Wednesday, November 29, 2006
Working With The Public
The people who come and apply for welfare are called 'clients'. The clients fill out an application and then see an intake worker (me) and go through an 'interview'.
Paperwork, computer entry, more paperwork, question-and-answer time, end of 'interview'.
That's how it goes, every day. Three to four interviews a day. I meet some interesting people.
Today, I met a client employed where I used to work. I got to ask her about all the gossip I've missed since I quit. Then I had a horrible coughing fit all over her. Welfare Healthcare time!
My last client of the day cracked me up. He told me, "They told me to lie about what I have, but I'm not a liar, so I have a bank account in Nevada. Should I have not told you that? What would you do if I didn't tell you? Can you find out that stuff?"

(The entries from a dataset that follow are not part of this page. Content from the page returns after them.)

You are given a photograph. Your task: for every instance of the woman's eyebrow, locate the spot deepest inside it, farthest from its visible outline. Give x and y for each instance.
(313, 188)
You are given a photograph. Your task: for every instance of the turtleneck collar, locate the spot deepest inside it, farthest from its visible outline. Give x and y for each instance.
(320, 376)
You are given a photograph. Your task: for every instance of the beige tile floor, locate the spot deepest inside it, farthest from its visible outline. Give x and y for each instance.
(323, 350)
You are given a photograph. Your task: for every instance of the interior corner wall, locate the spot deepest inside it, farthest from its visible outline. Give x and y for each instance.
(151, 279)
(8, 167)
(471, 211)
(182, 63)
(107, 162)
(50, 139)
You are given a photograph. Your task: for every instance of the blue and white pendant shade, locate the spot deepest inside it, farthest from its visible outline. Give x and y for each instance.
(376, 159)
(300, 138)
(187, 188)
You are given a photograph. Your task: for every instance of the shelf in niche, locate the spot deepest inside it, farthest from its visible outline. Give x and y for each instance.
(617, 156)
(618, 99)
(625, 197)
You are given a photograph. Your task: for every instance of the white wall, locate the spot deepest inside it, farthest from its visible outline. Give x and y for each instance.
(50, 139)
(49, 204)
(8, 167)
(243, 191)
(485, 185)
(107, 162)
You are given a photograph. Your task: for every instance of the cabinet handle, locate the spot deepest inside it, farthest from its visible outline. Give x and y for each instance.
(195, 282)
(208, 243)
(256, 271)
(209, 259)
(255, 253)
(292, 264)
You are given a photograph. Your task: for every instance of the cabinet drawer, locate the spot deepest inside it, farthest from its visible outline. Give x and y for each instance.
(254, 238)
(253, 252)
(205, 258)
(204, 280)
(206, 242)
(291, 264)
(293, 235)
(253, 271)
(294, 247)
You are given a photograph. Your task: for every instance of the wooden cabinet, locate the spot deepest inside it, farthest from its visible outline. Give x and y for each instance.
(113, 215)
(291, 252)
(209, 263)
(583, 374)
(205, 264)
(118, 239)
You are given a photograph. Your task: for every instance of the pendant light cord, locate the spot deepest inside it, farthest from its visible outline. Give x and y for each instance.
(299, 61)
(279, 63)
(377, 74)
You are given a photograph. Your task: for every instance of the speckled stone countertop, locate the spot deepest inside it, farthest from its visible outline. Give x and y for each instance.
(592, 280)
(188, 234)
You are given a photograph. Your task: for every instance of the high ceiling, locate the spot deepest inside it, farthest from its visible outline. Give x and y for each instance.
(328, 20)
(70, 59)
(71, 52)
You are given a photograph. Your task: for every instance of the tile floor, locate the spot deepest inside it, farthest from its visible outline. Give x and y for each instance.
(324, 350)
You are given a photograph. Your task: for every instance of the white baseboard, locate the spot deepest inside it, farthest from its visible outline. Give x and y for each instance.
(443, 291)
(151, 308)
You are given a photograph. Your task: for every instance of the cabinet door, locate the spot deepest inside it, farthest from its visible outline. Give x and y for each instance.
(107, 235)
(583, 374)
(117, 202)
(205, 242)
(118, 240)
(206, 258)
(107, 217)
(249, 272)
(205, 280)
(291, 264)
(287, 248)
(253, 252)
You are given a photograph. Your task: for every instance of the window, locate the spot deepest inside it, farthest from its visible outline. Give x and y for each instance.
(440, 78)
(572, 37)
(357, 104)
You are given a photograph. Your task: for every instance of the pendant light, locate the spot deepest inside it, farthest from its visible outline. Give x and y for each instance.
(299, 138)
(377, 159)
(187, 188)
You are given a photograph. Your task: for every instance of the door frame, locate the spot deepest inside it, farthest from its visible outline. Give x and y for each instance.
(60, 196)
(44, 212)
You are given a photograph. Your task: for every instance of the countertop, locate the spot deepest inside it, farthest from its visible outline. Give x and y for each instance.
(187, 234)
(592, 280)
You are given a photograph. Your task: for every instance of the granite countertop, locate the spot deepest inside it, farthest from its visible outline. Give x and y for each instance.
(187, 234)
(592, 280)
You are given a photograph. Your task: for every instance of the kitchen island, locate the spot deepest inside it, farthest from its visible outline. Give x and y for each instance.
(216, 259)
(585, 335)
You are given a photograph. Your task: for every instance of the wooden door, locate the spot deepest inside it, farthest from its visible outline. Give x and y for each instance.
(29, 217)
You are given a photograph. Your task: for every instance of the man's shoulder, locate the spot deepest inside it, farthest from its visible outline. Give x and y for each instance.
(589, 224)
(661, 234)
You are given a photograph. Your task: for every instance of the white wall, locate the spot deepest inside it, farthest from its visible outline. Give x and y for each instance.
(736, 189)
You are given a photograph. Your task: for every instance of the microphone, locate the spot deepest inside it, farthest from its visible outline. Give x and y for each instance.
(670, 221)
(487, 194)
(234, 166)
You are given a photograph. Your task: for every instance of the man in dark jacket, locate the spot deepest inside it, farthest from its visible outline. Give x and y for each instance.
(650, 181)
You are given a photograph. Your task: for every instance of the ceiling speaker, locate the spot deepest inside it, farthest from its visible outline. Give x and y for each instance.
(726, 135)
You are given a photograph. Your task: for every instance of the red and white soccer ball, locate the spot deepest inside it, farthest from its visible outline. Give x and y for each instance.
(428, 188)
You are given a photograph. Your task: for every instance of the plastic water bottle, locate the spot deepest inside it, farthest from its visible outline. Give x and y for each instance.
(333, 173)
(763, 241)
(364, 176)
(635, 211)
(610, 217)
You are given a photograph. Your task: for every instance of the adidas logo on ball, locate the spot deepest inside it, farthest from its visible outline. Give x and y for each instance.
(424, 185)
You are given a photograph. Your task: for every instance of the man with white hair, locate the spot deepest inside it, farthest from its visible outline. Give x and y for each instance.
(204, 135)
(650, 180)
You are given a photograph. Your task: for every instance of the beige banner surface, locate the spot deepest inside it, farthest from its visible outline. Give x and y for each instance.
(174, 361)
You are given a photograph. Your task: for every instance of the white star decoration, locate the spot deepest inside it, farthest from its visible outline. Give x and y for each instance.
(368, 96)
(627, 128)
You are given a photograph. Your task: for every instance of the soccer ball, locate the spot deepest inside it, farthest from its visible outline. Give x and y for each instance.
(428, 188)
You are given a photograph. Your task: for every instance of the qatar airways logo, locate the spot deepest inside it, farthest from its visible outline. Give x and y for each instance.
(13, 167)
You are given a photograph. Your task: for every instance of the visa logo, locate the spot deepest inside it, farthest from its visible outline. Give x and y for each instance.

First off, I asked him who the "they" was that told him that.
"Some girl," he told me.
I then told him that it was always better to tell the truth, most of what clients lie about doesn't matter anyway, and yes of course I can find out that stuff. He relaxed a little. And then began asking more questions about being truthful! I finally told him that it would be better for him to tell the truth and see how it affects him, rather than go to jail for perjury. Then we had a little talk about Welfare Fraud.
When I'm done with the interview, I give him a paper that he needed signed by his roommate.
He asks me, "Do they really have to sign this? How would you know? Can't I forge it?"
Why are so many compelled to be truthful about lying?